Not only was this heathen altar built, but it replaced the ancient one, which was set aside. Ahaz even went further. When he returned from Damascus, he himself, instead of the regularly appointed priest, offered the sacrifices upon the new altar, as he had seen Tiglath-Pileser do. To cap the climax, Ahaz introduced certain pagan religious ideas, copied from the Assyrian worship, into the cult of the Temple, simply to please and gratify his Assyrian master.

With so base a king, Isaiah could hope nothing for the nation. Truly could he cry out in the anguish of his spirit:

"My people—a boy is their leader!"
"My people—thy guides lead thee astray."

Of one thing, however, Isaiah was positive. When messengers came to him from various parts of the country to inquire what to do in this national crisis he answered them all alike: "God hath founded Zion, and in her shall the afflicted of His people take refuge."

He was certain that neither a weakling like Ahaz nor a terror like Tiglath-Pileser could bring destruction upon the city that God had selected as the center of His worship, or upon the people whom God had chosen, to reveal Himself to them and to entrust them with His law.

The patriotic and religious backsliding of Ahaz and his counselors, however, seemed to point to the destruction of both. But Isaiah was not dismayed. Trusting faithfully in God's protecting hand over His people, he could not conceive that God would desert them for long. God would not permit a backboneless king to reign over His people. The successor to Ahaz would be a different type of man—an ideal prince in the sight of God and men:

"And there shall come forth a shoot out of the stock of Jesse,
And a branch of his roots shall bear fruit.
And the spirit of the Lord shall rest upon him,
The spirit of wisdom and understanding,
The spirit of counsel and might,
The spirit of knowledge and of the fear of the Lord.
And he shall not judge after the sight of his eyes,
Neither arbitrate after the hearing of his ears;
But with righteousness shall he judge the poor,
And arbitrate with equity for the afflicted of the land:
And he shall smite the tyrannous with the rod of his mouth,
And with the breath of his lips shall he slay the wicked,
And righteousness shall be the girdle of his loins,
And faithfulness the girdle of his reins,
And the wolf shall dwell with the lamb,
And the leopard shall lie down with the kid;
The calf and the young lion shall feed together;
And a little child shall lead them.
And the cow and the bear shall make friends;
Their young ones shall lie down together;
And the lion shall eat straw like the ox.
And the sucking child shall play on the hole of the asp,
And the weaned child shall stretch out his hand to the serpent's eye.
None shall do evil or act corruptly in all my holy mountain,
For the earth shall be full of the knowledge of the Lord as the
waters cover the sea."

In all literature there is no more beautiful and meaningful description of what an ideal ruler should be and of the peaceful and happy state to which such a ruler could bring his country.

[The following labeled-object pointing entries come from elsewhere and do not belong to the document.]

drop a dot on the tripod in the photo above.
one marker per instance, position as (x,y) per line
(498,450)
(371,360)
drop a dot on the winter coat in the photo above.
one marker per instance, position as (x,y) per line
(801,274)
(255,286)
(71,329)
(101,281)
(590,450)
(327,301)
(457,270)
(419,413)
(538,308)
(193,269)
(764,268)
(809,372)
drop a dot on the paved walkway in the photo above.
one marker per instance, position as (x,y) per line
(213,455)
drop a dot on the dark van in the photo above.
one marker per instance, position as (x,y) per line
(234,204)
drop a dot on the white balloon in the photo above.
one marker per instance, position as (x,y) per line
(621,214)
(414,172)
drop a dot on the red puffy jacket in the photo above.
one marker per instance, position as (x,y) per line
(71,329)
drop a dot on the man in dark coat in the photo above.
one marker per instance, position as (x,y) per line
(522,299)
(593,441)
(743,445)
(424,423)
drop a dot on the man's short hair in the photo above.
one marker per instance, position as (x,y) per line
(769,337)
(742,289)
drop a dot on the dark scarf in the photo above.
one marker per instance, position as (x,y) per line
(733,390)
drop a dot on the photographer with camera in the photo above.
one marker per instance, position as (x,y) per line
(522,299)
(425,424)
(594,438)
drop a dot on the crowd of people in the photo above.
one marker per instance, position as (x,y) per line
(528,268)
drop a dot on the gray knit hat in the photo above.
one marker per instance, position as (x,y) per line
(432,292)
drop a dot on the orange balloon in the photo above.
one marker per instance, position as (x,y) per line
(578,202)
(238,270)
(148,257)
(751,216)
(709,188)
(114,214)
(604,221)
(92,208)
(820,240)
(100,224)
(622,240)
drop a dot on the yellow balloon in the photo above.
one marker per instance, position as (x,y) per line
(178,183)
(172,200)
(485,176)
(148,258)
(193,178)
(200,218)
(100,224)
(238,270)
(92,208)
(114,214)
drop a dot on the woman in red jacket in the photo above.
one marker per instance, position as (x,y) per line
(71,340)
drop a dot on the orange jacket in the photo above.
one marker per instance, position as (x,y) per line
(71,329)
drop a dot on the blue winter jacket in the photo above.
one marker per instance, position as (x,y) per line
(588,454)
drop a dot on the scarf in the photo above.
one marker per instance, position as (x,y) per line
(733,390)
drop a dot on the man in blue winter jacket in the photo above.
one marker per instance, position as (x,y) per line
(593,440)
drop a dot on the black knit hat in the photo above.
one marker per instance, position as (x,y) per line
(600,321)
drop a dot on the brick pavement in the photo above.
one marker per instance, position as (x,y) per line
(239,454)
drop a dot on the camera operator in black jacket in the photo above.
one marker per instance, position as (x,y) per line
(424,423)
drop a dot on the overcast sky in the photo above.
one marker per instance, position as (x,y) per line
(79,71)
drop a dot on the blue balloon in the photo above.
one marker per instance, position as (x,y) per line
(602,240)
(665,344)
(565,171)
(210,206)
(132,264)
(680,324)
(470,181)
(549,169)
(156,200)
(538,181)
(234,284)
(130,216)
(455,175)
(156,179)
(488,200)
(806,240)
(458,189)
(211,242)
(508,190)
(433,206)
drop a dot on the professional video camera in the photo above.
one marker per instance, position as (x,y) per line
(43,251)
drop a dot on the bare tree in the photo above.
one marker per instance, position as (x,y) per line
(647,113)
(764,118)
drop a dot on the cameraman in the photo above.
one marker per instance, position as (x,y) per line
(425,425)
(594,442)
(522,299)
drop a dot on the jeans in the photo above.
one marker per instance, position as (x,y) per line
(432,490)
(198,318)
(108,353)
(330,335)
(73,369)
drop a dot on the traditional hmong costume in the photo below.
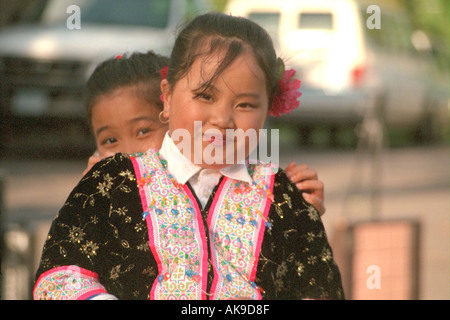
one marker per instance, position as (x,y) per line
(134,230)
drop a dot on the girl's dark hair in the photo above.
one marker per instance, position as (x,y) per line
(220,33)
(140,69)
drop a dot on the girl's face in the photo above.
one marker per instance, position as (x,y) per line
(126,123)
(237,99)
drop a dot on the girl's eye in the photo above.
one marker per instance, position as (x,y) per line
(110,141)
(245,105)
(203,96)
(143,131)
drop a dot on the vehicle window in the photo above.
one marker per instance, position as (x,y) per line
(269,21)
(315,21)
(393,36)
(151,13)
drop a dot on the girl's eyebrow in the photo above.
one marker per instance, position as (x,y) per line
(101,129)
(141,118)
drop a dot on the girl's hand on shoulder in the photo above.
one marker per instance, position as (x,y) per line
(94,159)
(306,180)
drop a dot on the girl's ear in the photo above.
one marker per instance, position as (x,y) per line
(166,95)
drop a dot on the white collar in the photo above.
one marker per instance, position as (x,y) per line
(183,169)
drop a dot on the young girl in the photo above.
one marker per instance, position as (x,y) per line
(123,102)
(139,227)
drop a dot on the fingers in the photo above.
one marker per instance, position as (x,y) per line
(315,187)
(299,173)
(91,161)
(315,202)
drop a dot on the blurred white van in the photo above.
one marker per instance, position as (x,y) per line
(351,56)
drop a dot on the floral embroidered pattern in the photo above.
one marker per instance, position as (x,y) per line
(68,283)
(108,234)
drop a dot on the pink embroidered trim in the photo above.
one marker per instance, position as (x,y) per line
(67,283)
(182,274)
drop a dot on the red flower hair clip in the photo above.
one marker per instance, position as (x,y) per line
(287,97)
(163,73)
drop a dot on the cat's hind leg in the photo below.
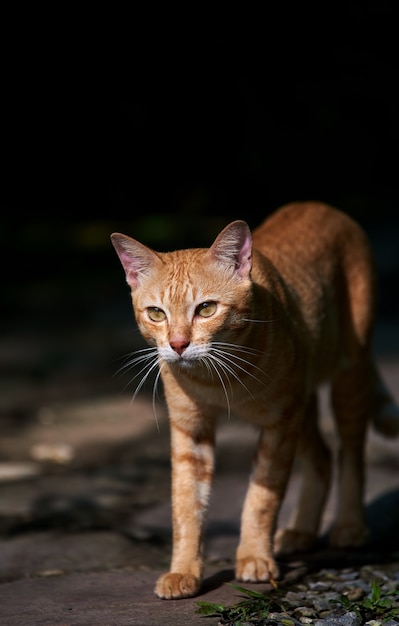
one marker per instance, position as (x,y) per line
(353,401)
(315,462)
(272,466)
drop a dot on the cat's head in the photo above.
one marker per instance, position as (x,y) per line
(187,299)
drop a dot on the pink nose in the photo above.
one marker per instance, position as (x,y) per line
(179,345)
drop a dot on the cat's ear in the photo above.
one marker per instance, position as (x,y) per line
(136,259)
(233,247)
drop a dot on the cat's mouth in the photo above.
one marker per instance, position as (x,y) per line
(189,356)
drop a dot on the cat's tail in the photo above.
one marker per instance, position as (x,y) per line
(386,412)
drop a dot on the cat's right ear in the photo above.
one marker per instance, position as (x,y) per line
(136,258)
(233,248)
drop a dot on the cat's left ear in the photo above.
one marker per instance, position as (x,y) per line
(137,260)
(233,247)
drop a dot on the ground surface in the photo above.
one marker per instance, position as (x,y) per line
(84,495)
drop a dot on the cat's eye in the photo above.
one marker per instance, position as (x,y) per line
(206,309)
(156,314)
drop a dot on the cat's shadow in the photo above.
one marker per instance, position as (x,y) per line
(382,515)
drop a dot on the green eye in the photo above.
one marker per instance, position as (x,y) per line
(206,309)
(155,314)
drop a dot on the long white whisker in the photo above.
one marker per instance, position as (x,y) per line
(137,358)
(227,368)
(155,390)
(233,358)
(150,367)
(237,347)
(212,362)
(245,319)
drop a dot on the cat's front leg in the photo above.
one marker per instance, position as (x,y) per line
(273,461)
(192,446)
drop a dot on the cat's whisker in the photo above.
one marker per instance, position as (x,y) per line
(212,362)
(228,369)
(232,357)
(137,358)
(245,319)
(237,347)
(150,367)
(155,392)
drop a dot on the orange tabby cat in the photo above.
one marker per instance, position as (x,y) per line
(255,325)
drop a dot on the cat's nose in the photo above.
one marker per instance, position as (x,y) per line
(179,345)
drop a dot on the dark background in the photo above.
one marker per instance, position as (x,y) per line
(168,135)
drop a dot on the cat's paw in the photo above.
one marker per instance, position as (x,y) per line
(349,536)
(173,586)
(289,540)
(254,569)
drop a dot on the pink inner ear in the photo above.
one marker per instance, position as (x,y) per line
(136,259)
(245,257)
(131,269)
(233,247)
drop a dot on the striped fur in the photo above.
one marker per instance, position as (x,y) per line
(254,324)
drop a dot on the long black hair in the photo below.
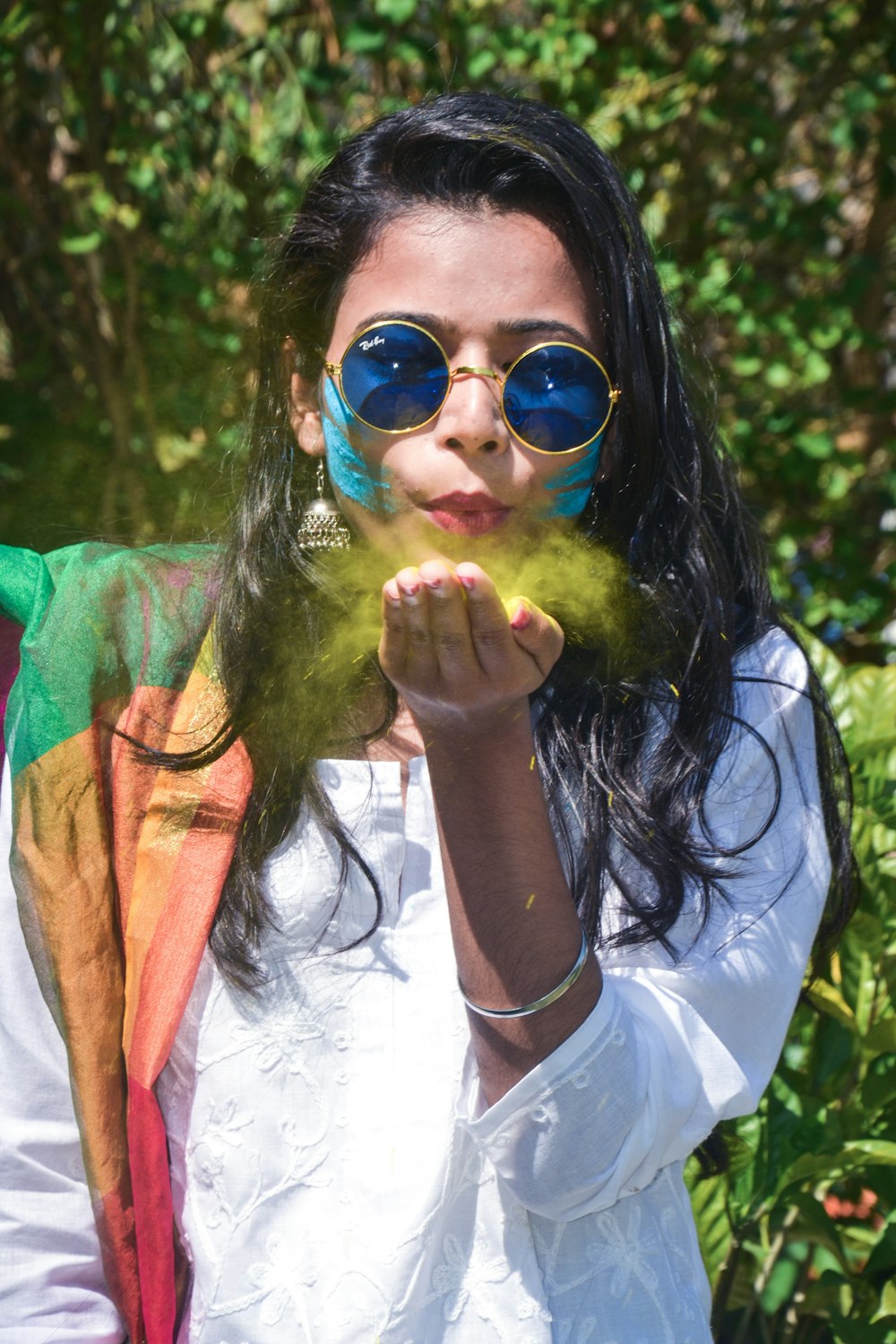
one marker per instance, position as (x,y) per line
(670,508)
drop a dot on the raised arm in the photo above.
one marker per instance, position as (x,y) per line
(466,668)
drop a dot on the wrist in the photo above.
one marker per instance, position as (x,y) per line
(466,726)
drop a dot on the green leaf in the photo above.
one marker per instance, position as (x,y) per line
(82,244)
(853,1156)
(708,1199)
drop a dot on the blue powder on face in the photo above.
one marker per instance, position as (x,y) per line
(349,472)
(573,484)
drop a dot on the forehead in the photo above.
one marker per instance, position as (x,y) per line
(469,271)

But Isaiah did not lose sight of the fact that just as little as an Ahaz could accomplish the destruction of the nation, so little could an ideal king, even if his fond dream would come true, accomplish the reconstruction of the nation, single-handed and alone.

What was necessary, therefore, was the raising and educating of a new generation of citizens in Judah; a just, patriotic, God-fearing company of men who, when the hoped-for king shall have come to the throne, would support him, with their valor and their lives, in building up the entire nation to walk in God's way.